After the findings were announced by Navalny’s widow Yulia Navalnaya, foreign secretary Yvette Cooper pinned the blame squarely on the Kremlin and said only Russia had the “means, motive and opportunity” to carry out such an attack.

She said: “Today, beside his widow, the UK is shining a light on the Kremlin’s barbaric plot to silence his voice. Russia saw Navalny as a threat. By using this form of poison, the Russian state demonstrated the despicable tools it has at its disposal and the overwhelming fear it has of political opposition.”

The five countries said Russia had shown a “repeated disregard for international law” and that they had reported the poisoning to the Organisation for the Prohibition of Chemical Weapons.

After the press conference, Ms Navalnaya called for Vladimir Putin to be “held accountable”. She wrote: “I was certain from the first day that my husband had been poisoned, but now there is proof: Putin killed Alexei with chemical weapon.”

Ms Navalnaya previously announced her husband’s death at the same gathering, two years ago. The Kremlin has always denied any involvement.

Navalny, a thorn in the side of the Kremlin who crusaded against official corruption and staged massive anti-Putin protests, died in a penal colony in Siberia in February 2024, aged 47. The former lawyer had been serving a 19-year sentence on charges he believed to be politically motivated.

It is not clear how the frog poison was allegedly administered to Navalny. But the allies also pointed to an attempt to poison Navalny with the nerve agent novichok in 2020, which followed the Salisbury poisonings in 2018.

Ms Navalnaya said last year that two independent labs had found that her husband was poisoned shortly before his death. It had been widely assumed that Navalny had been poisoned by the Russian state, but evidence of the specific poison in his body, along with the statement by the European countries, is a new development.

In her statement, she added: “I am grateful to the European states for the meticulous work they carried out over two years, and for uncovering the truth. Vladimir Putin is a murderer.

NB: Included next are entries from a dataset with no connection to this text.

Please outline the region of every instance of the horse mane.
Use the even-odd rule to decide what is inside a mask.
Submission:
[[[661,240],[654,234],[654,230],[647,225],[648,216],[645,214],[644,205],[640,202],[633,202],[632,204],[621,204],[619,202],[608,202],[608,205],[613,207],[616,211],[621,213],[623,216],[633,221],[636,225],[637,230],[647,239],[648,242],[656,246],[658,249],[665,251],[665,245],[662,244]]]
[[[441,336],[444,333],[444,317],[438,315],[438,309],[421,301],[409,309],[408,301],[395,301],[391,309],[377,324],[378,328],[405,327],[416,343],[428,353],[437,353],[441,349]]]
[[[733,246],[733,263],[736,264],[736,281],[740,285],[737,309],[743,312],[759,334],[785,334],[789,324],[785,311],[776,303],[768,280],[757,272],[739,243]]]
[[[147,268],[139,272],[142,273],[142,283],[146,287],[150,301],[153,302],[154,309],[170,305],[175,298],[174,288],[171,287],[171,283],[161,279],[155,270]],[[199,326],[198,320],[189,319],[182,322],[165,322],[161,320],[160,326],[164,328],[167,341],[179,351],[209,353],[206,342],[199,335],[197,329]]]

He must be held accountable for all his crimes.”

The Foreign Office said there can be no innocent explanation for the toxin having been found in Navalny’s body.

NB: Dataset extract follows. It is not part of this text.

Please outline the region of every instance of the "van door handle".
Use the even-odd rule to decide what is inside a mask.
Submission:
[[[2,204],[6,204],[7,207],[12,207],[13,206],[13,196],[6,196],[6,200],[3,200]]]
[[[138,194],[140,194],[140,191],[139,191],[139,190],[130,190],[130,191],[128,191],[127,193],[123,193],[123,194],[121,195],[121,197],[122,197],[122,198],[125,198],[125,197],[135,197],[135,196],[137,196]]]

Ms Cooper added: “Since Yulia Navalnaya announced the loss of her husband here in Munich two years ago, the UK has pursued the truth of Alexei Navalny’s death with fierce determination. Only the Russian government had the means, motive and opportunity to deploy this lethal toxin against Alexei Navalny during his imprisonment in Russia.”

Navalny’s death came after Sergei Skripal and his daughter Yulia were poisoned with novichok in July 2018. Last year, a major inquiry into the poisonings found that Putin had ordered the “astonishingly reckless” attempted assassination of Mr Skripal as a “public demonstration of Russian power”.

The report also said the Russian president was “morally responsible” for the death of Dawn Sturgess, an innocent bystander who died after being exposed to the chemical weapon after it was left in a discarded perfume bottle.

Russia was also responsible for the assassination of former spy Alexander Litvinenko in the UK, according to the European Court of Human Rights. The 43-year-old, who had worked for the Russian security services before defecting to the UK, died after drinking green tea laced with poison in London in 2006.

The joint statement by the five countries said they are “confident that Alexei Navalny was poisoned with a lethal toxin”.

It added: “This is the conclusion of our governments based on analyses of samples from Alexei Navalny. These analyses have conclusively confirmed the presence of epibatidine. Epibatidine is a toxin found in poison dart frogs in South America. It is not found naturally in Russia.

“Russia claimed that Navalny died of natural causes. But given the toxicity of epibatidine and reported symptoms, poisoning was highly likely the cause of his death. Navalny died while held in prison, meaning Russia had the means, motive and opportunity to administer this poison to him.”